Na quinta-feira (13), ocorreu o translado da esquife de Nossa Senhora da Boa Morte, seguido pela Missa de Réquiem das ancestrais, dedicada às irmãs falecidas, e pela tradicional Ceia Branca.
Na sexta-feira (14), Dia de Nossa Senhora da Boa Morte, foi realizada a Missa Solene, seguida pela tradicional procissão do enterro. As irmãs percorreram as ruas do Centro Histórico carregando velas e acompanhando os ritos que marcam a representação da morte e da dormição de Nossa Senhora.
O sábado (15) foi dedicado a Nossa Senhora da Glória. A programação começou com alvorada festiva, seguida pelo cortejo da irmandade até a Igreja Matriz do Rosário e pela missa solene. Após a celebração religiosa, ocorreu a procissão pelas ruas do Centro Histórico, a tradicional Valsa das Irmãs da Boa Morte, a distribuição de feijoada e apresentações culturais.
Entre as atrações culturais previstas estão manifestações de samba de roda, o Samba de Roda de Dona Dalva, o Grupo Afro Barroco Jejê Nagô, além de apresentações de Gerônimo Santana e de Ana Paula Albuquerque, que presta homenagem aos Tincoãs.
No domingo (16), a programação continuou com a distribuição do tradicional cozido e novas manifestações culturais.
Nesta segunda-feira (17), último dia dos festejos, a tradição chega ao encerramento com caruru e samba de roda, mantendo a dimensão comunitária que marca a parte final da celebração.
Quando a comida também conta história
Na Boa Morte, a gastronomia não aparece apenas como complemento da festa.
A comida faz parte da própria linguagem cultural da celebração.
Feijoada, cozido, caruru e outros pratos tradicionais do Recôncavo são compartilhados durante os festejos, transformando a alimentação em espaço de convivência e transmissão de saberes.
O calendário culinário também acompanha a transformação da atmosfera da festa: dos momentos mais reservados e religiosos dos primeiros dias para a celebração coletiva dos últimos dias, quando o samba de roda ganha ainda mais espaço.
É uma característica que revela uma das maiores riquezas da Boa Morte: o sagrado e o cotidiano não aparecem separados, mas dialogam dentro de uma mesma tradição.
Cachoeira como território de memória
Durante os dias da festa, Cachoeira se transforma.
O Centro Histórico, com suas igrejas, casarões e ruas estreitas, passa a receber moradores, devotos, pesquisadores, fotógrafos e visitantes interessados em conhecer uma tradição que ultrapassou gerações.
A celebração também possui importância para o turismo cultural e religioso do Recôncavo Baiano. Sua dimensão ultrapassa os limites de Cachoeira e tornou a cidade referência nacional quando o assunto é patrimônio afro-brasileiro.

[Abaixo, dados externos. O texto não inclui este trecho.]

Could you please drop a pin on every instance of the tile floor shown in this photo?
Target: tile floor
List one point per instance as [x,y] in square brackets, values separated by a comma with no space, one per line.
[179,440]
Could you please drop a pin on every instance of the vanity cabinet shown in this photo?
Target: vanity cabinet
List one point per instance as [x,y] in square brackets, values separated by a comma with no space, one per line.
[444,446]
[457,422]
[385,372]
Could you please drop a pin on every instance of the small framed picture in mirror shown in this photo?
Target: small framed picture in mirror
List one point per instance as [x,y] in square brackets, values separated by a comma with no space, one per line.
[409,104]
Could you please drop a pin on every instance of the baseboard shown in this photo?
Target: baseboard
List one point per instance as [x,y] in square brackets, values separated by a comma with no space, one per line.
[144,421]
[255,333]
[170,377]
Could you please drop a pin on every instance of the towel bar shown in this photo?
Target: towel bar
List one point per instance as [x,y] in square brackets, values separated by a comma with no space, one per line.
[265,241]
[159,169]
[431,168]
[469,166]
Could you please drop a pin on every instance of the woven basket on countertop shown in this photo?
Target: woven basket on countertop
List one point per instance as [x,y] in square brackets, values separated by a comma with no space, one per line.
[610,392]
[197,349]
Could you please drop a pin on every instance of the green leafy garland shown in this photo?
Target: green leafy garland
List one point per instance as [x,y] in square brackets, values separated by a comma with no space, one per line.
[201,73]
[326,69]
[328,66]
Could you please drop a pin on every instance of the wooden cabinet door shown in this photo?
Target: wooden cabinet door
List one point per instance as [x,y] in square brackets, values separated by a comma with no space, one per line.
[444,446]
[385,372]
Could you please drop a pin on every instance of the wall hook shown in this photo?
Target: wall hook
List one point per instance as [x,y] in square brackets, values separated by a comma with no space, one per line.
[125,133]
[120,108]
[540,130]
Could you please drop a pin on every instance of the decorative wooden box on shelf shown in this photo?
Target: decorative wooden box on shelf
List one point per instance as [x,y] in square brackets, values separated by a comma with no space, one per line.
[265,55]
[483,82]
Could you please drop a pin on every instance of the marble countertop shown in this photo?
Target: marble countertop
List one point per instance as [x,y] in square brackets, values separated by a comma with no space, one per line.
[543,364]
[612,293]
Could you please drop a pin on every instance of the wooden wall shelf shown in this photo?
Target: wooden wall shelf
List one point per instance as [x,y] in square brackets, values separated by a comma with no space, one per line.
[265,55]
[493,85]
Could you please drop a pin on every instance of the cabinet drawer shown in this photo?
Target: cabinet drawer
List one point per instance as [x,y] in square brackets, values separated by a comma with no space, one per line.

Em 2026, a realização da Feira Artesanato da Bahia, entre os dias 14 e 16 de agosto, também integrou a programação cultural associada aos festejos, reunindo artesãos e artesãs da região no Centro Histórico.
Uma tradição que permanece viva
Mais de dois séculos depois de sua formação, a Festa da Boa Morte continua sendo conduzida pelas mulheres da irmandade e transmitida entre gerações.
Sua força está justamente na capacidade de preservar o passado sem deixar de dialogar com o presente.
Entre velas e procissões, missas e cânticos, roupas tradicionais, samba de roda, feijoada, caruru e manifestações culturais, a celebração mantém viva uma parte fundamental da história da Bahia.
A Festa da Boa Morte é, ao mesmo tempo, religião, memória, ancestralidade, cultura, resistência e identidade.
E talvez seja essa combinação que explique por que, todos os anos, milhares de pessoas atravessam diferentes caminhos para chegar a Cachoeira e testemunhar uma tradição que não ficou presa ao passado.
Ela continua acontecendo.
Continua sendo praticada.
E, sobretudo, continua sendo transmitida pelas mulheres que mantêm viva a memória da Boa Morte.